Perivascular invasion: a potentially under recognized route of spread for common malignancies

The importance of pericytes for limiting (or conversely facilitating) tumour spread has been recently uncovered. At least two potential roles have been examined: regulation of lymphovascular tumour spread and regulation of perivascular tumour migration. First, it has been well established that pericytes around tumour vessels have a more disorderly arrangement, along with aberrant cell shapes, change in marker expression, and looser vessel attachment [3335]. Xian et al. more directly examined the role of pericytes in lymphovascular metastasis [36]. They identified NCAM mediated pericyte–endothelial interaction as important in limiting tumour vessel invasion. Moreover, pericyte deficient mice, or Pdgfb(ret/ret) mice, showed increased lymph node and distant organ metastasis. Thus, abnormal pericyte–endothelial cell interaction has clear ramifications on the ability of tumour cells to undergo lymphovascular invasion. In fact, the concept of using anti-angiogenic drugs to “normalize” tumour vessels and restore their protective pericyte function has attracted increased scientific attention [37].

Additionally, recent evidence points to a distinctly different mode of tumour spread from classic lymphovascular invasion: that of perivascular invasion or pericyte mimicry. This migration along the outer or abluminal aspect of vessels has been described in common malignancies of the skin, brain, and pancreas. For example, Lugassy et al. have described pericytic mimicry through the association of melanoma cells with the abluminal surfaces of vessels or angiotropism. Angiotropic melanoma cells spread along the abluminal surface of vessels in a pericytic location, i.e. along the abluminal vascular surface and without entering the vascular channels. This process has also been termed 'extravascular migratory metastasis' (EVVM) [3840]. Similar findings have been shown in other solid tumours, notably in the malignant brain tumour, glioblastoma multiforme. Indeed, invasive glioblastoma cells are known to follow distinct anatomic structures within the central nervous system, including the abluminal surface of blood vessels, exhibiting the same phenotypic pericytic mimicry as angiotropic melanoma cells. For example, Cheng et al. described the ability of glioblastoma tumour cells to differentiate into pericyte-like cells [41]. Moreover, in examining human pathological specimens the majority of vessel lining pericytes could be identified as of glioblastoma cell origin.
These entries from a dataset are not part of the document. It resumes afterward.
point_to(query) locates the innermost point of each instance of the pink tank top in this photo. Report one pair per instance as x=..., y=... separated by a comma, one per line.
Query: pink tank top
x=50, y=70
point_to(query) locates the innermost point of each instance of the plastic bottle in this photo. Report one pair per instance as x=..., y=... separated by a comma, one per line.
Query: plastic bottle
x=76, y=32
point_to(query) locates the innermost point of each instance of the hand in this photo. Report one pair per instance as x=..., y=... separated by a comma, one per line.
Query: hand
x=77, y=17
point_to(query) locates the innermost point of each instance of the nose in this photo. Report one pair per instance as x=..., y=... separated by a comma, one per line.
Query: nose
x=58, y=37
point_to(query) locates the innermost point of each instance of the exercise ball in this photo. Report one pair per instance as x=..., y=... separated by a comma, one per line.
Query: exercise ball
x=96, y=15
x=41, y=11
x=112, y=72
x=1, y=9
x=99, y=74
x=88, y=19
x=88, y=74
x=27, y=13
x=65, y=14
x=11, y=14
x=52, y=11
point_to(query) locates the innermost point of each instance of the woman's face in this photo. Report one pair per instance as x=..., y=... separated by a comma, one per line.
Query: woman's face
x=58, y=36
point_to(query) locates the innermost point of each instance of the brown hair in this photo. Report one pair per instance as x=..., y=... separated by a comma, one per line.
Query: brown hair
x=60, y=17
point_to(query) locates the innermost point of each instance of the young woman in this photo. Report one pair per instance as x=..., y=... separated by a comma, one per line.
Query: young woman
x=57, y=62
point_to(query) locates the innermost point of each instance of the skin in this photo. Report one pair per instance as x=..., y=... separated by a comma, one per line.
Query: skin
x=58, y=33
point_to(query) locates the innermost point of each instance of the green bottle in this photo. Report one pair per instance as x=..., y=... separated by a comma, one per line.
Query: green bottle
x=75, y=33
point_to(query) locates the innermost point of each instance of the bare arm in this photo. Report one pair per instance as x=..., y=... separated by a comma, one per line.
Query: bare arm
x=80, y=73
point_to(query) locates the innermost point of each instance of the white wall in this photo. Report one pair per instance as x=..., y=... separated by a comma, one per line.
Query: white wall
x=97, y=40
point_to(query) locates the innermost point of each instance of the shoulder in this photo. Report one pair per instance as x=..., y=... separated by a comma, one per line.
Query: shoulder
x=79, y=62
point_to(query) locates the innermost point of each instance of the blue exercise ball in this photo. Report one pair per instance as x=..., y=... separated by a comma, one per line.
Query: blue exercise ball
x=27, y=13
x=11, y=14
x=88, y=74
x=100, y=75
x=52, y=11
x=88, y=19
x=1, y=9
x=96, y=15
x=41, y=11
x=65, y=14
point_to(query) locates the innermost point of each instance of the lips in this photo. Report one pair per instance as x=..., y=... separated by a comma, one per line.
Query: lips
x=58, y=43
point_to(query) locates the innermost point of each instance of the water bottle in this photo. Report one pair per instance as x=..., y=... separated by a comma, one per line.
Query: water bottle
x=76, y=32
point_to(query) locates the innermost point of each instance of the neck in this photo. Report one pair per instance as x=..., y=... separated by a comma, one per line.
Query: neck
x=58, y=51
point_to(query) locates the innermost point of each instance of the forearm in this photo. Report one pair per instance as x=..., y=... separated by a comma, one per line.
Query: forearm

In summary, new data suggests that common malignancies utilize perivascular migration and associated pericyte mimicry as a potentially under-recognized route of tumour spread.

Conclusions

In conclusion, pericytes have a wide range of roles in health and disease. Far from being only important for blood pressure control, pericytes increasingly are thought to play an important role in tumour formation, growth, angioinvasion and metastases. Recent studies also show pericytes/PSC can differentiate along numerous mesenchymal lineages, including osteogenic, myogenic, chondrogenic and adipogenic lineages. In particular, the ability of pericytes to form bone, skeletal muscle and cardiac muscle makes them a focus of considerable interest for mesenchymal tissue engineering. Thus, the pericyte may prove to play a critical role in metastatic development and in treating important diseases of the skeletal and muscular systems.